Radio ga-ga

Oct 02, 2002 22:27

We didn't really need Todd Spencer's Salon article, or this more disturbing article, to tell us that between Clear Channel and the fact that Staind passes for rock-n'roll these days, commercial radio is just plain evil.
College radio, though, still puts that warm feeling in my heart. I've programmed my clock radio to WECS, Eastern Conn. State's station.
I like that, promptly at 9:00 am, the feed from Morning Edition cuts out (frequently in mid-sentence), and we're left with about 5 minutes of dead air before the first local DJ comes on (again, frequently in mid-sentence).
I also like that, in addition to technical incompetence, the DJ's seem to have trouble mastering the complexities of spoken language. I like it that when the DJ stops the music, presumably to back-announce, he actually ends up saying, "uhhhhhhhhh.... WECS .... uhhh," laughs the stupid "huh huh huh" laugh of the perpetually stoned, and then puts on another record. I lie there and happily daydream about how the station director does his job: does he go down to the police station and bail somebody out of the drunk tank in order to take the morning shift? Or maybe Ernie, the narcoleptic janitor, sometimes notices the control booth is unstaffed, and makes heroic attempts to keep the station afloat despite his affliction.
But, what I like best of all, is the completely baffling music programming. It's kind of like they stocked their playlist from the punchout bin at Wal Mart. An actual sampling of the morning's aural pleasures:
  • A sequence of poorly mixed dance tracks
  • A Michelle Branch single
  • Morning DJ chatter: actual, unfeigned excitement about the upcoming season premiere of Friends.
  • Something or other from a Tool album
  • A plunky singing-cowboy-style public service announcement from the USDA: "Didja hear what Smoky said..."
  • Something from the Goldmember soundtrack. The DJ thought the part where Mike Meyers says "put that in you blunt and smoke it .... I just said blunt" was so hysterical that we got to hear it at least five times over.
  • The University of Wisconsin Marching Band performing "Louie Louie" (badly).
  • Several fragments of obscure, but fairly bland, Urbanalia

UPDATE
October 4th, 2002
I think part of the purpose of college radio is to make you believe that, given the chance, you could do it better than they could. "It's better than clearchannel, but if I were in charge . . ."
--pendulous
See, that's just the thing. College radio is designed to make people like me think that they're the real pop culture hipsters, because whoever programs these things clearly aren't.
If I had my own college radio show--probably in the 4-6 am time slot--I think I'd play "At the Hop" by Danny and the Juniors. I would just play this song over and over, but pretend that I was playing different songs every time, like this:
"90.1 WECS, hey out there everybody in radio land! This is your UberMaus-in-the-Mornin' spinnin' phat stax o' wax here on your Tuesday morning, yeah. That was 'At the Hop.' Now we're going to kick it up a notch, so jump in the way-back machine and get a load of Danny and the Juniors' 1958 classic, 'At the Hop.'"
Of course, no sane person could stand this abuse for more than five minutes or so, which would only prove what a subversive radio bad-ass the UberMaus would be.
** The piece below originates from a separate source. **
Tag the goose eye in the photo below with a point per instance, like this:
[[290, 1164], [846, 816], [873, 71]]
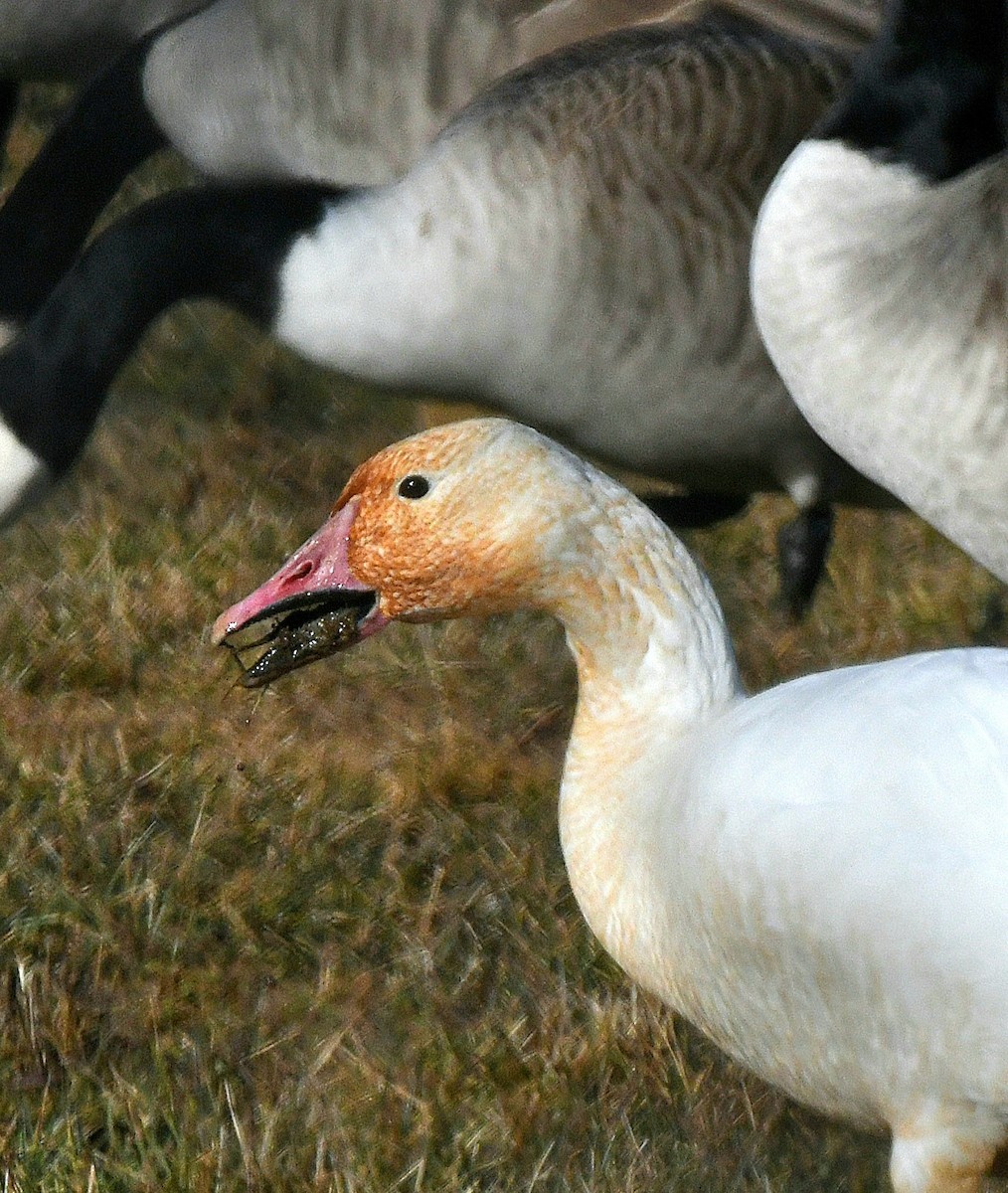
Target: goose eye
[[415, 487]]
Hypothetically speaking.
As a side note, to anyone that thinks today's radio is plumbing ever more deeply the wells of popular inanity, I submit to you the lyrics of this classic song, #1 on the charts for seven weeks in 1958:
At the Hop
Bah-bah-bah-bah, bah-bah-bah-bah
Bah-bah-bah-bah. bah-bah-bah-bah, at the hop!

Well, you can rock it you can roll it
You can stop and you can stroll it at the hop
When the record starts spinnin'
You *calypso* when you chicken at the hop
Do the dance sensation that is sweepin' the nation at the hop

Ah, let's go to the hop
Let's go to the hop, (oh baby)
Let's go to the hop, (oh baby)
Let's go to the hop
Come on, let's go to the hop

Well, you can swing it you can groove it
You can really start to move it at the hop
Where the jockey is the smoothest
And the music is the coolest at the hop
All the cats and chicks can get their kicks at the hop
Let's go!

Let's go to the hop
Let's go to the hop, (oh baby)
Let's go to the hop, (oh baby)
Let's go to the hop
Come on, let's go to the hop
Let's go!

Well, you can rock it you can roll it
You can stop and you can stroll it at the hop
When the record starts spinnin'
You *calypso* when you chicken at the hop
Do the dance sensation that is sweepin' the nation at the hop

You can swing it you can groove it
You can really start to move it at the hop
Where the jockey is the smoothest
And the music is the coolest at the hop.
All the cats and chicks can get their kicks at the hop.
Let's go!

Let's go to the hop
Let's go to the hop, (oh baby)
Let's go to the hop, (oh baby)
Let's go to the hop
Come on, let's go to the hop

Bah-bah-bah-bah, bah-bah-bah-bah
Bah-bah-bah-bah. bah-bah-bah-bah, at the hop!